One attending, however, sees a great many of the same type of patient: the perfectly healthy pregnant woman. Perhaps as a form of self-defense, he has reduced the talking part of these office visits to the following three questions, always uttered with the same tone and inflection: 1) “Having any contractions?” 2) “Any bleeding?” 3) “Any questions?”
He occasionally embroiders upon this pattern, inquiring about fetal movement or nausea, but for most patients I can (and don’t) silently lip-sync the dialogue along with him. As a further shortcut, he refers to all of his patients (regardless of age) as “Kiddo.” Medical students (at least male ones) are referred to as “Dude.” Surprisingly- perhaps because he has sleepy eyes, a goofy grin, and a pleasant tone of voice- he is considered one of the friendlier doctors around.
Another attending of mine leans heavily on “You know what I mean?” to fill the space in between sentences. There may have been a time when he said this to make sure that the patient understood and to allow them an opportunity to ask questions. Now, however, like a fashion sense developed to be attractive in the 1980s, his phrase accomplishes the opposite of its original purpose, as he says it with so little curiosity and accompanied by such a surprisingly baleful glare (he is generally a very amiable guy) that patients find themselves simply nodding rapidly in response, as though a teacher had suddenly nailed them with the old “Have you been listening?”
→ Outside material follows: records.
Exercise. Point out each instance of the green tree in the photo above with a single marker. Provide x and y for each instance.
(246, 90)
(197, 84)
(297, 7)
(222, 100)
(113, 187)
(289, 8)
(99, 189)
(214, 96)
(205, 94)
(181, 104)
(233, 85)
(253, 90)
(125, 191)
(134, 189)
When he appends his catch-phrase onto the description of a procedure or the possible complications of that procedure, I morbidly watch the patients’ affirmative nod suddenly change into a blank inwardness, and then sudden anxiety, as follows:
Doctor: “So we’ll make an incision a little below your costal margin, you know what I mean?” [The patient nods affirmatively, thinking, “Right. An incision, that’s like a cut. I’m totally picking up what he’s putting down.” The patient suddenly develops an inward look. “Wait, where’s my ‘costal margin’?”) “Now, possible complications of this can be infection, damage to your biliary tract, and bleeding, you know what I mean?” [The patient nods, they know all these words. Except for maybe ‘biliary tract’. The patient develops an inward look as they wonder what exactly the doctor means by “infection, bleeding, and damage.” Then they suddenly look anxious.] I have never heard a patient say, “No, wait. I don’t know what you mean. What happens if I bleed, get infected, and you damage my Bel Air Track?”
I am still learning how to be a doctor, but I have seen my own proclivities toward cutting verbal corners. Those of you who know me personally know of my ability to mutter. I have found that, unless I’m alert, I can make one of own routine phrases, “Have you had any changes with your urination?” sound like one medium-sized word. The patients I mutter this to, bless them, can always tell by my tone of voice that the right answer is, regardless of what I actually asked them: “No.”
Comments
"ya know" is one of my Central Minnesota favorites. The truth is, if I did know, you would have no need to be telling me your story, would you?